Dilution gauging and velocity profile measurements will be undertaken during high flow events to provide velocity data and a discharge rating curve for the reach. To quantify the spatial variation in flow, and hence stress history, 3D flow modelling will be used to assess spatial and temporal variation in shear stress under a range of flow conditions. The measured flow data will provide the appropriate boundary conditions and validation data for the CFD model. The CFD model provides a finite volume solution of the full three-dimensional Navier-Stokes equations in a Cartesian co-ordinate system, with a Renormalized Group Theory k–ε turbulence model. The gravel topography will incorporated into the CFD scheme by the application of a Mass Flux Scaling algorithm developed by Rich Hardy and has previously been validated for a series of high resolution applications.

Data synthesis

This ensemble of field measurements will enable us both to identify the range of 3D sediment structures that occur within a natural channel, and the extent to which they vary in response to flow and sediment supply. From these data we will quantify the variation in sediment structure and critical shear stress, and identify how persistent these patterns are under different flow regimes. Comparison between the temporal variation in the pattern of critical shear stress and the channel morphology will provide insights into the extent to which critical shear stress controls morphological change. These field data will be used to provide scaling for flume experiments in WP2, and to provide a comparison to the flume results. They will also be used for model validation in WP3. Furthermore, the combination of flow data, high resolution topography and sediment structure will result in a unique dataset with benefits to the wider academic community with research interests in fluid driven granular flows.

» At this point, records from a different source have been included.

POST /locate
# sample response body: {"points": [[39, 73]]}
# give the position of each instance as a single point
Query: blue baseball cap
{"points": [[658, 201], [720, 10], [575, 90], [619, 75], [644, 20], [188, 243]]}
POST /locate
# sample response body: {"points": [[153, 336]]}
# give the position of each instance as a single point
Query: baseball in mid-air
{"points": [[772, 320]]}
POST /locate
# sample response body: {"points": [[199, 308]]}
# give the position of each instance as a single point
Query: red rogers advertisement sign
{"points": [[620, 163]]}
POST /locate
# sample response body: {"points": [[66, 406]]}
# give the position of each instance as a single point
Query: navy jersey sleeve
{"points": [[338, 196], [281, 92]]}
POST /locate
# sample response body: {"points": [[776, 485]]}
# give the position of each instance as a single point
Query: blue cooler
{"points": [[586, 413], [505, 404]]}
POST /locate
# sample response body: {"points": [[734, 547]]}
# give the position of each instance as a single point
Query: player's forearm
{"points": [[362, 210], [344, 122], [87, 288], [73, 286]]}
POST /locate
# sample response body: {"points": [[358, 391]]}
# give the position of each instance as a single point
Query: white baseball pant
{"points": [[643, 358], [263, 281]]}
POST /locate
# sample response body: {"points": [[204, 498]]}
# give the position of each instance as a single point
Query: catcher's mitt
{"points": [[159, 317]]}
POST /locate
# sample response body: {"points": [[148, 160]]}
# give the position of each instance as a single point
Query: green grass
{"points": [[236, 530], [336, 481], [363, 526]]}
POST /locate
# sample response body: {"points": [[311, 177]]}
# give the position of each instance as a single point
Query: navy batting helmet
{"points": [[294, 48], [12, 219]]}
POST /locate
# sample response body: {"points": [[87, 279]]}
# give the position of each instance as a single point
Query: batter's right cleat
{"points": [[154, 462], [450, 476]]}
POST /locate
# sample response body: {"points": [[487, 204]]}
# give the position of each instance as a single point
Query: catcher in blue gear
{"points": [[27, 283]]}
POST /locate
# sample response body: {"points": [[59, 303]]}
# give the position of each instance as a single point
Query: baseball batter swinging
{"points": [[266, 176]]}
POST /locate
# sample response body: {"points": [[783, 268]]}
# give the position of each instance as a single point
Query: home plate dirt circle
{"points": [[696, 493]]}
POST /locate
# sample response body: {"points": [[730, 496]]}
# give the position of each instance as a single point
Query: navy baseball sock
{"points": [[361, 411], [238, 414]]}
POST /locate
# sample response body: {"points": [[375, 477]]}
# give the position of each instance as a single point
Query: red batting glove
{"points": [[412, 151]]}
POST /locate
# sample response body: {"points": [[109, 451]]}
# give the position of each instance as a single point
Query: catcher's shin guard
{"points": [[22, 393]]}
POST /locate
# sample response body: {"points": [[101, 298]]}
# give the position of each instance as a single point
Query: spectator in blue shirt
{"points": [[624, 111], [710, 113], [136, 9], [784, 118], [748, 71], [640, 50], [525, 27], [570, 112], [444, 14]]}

3D CT scanning: The µ-VIS facility

The quantification of 3D sediment structure for WP1 and WP2 will be undertaken using CT scanning. To date, full 3D analysis of natural and experimental gravel beds has been limited to small samples, and has not been used to quantify the structural properties of individual grains, which in turn can be used to calculate their value of critical shear stress. This project will do this for the first time. We are able undertake this research because of the presence of the EPSRC µ-VIS imaging facility at University of Southampton. The µ-VIS facility will be used to scan undisturbed bulk sediment samples (Fig. 2) from both the flume and the field at sub-millimetre resolution; the flume and field are 15 minutes and ~2 hours drive from the µ-VIS facility respectively.

We will work with project partners µ-VIS to tailor existing techniques for automated analysis of CT scan data to the specific project demands. In addition to visualisation, CT scan data allows derivation of a 3D point cloud at user-specified resolution. 3D mesh generation using Simpleware is routinely applied to CT scan data, and proof-of-concept tests demonstrate that this will work for the proposed gravel samples (Fig. 3). The CT data will be processed in order to quantify the full range of bed structure parameters required for application of the Hodge et al. (2013) version of the Kirchner et al. (1990) entrainment model, from which we will calculate critical shear stress for all surface particles > 8 mm. These parameters are grain volume, grain exposure and grain pivot angle; algorithms to measure these data have already been developed in partnership with µ-VIS. We will also directly measure packing throughout the sample volume via determination of framework and matrix porosity and bulk density. In addition we will directly measure the void volume, contact points and pore dimensions between framework gravels, and calculate absolute permeability using standard CT-scanning post-processing and Avizo Xlab-hydro software.

The calculated values of critical shear stress will be assessed by returning a small sample of the pots back to the flume. In the flume they will be repositioned within the bed, and subjected to increasing velocity until sediment entrainment from the pot is detected. An independent value of critical shear stress will be calculated from this flow velocity.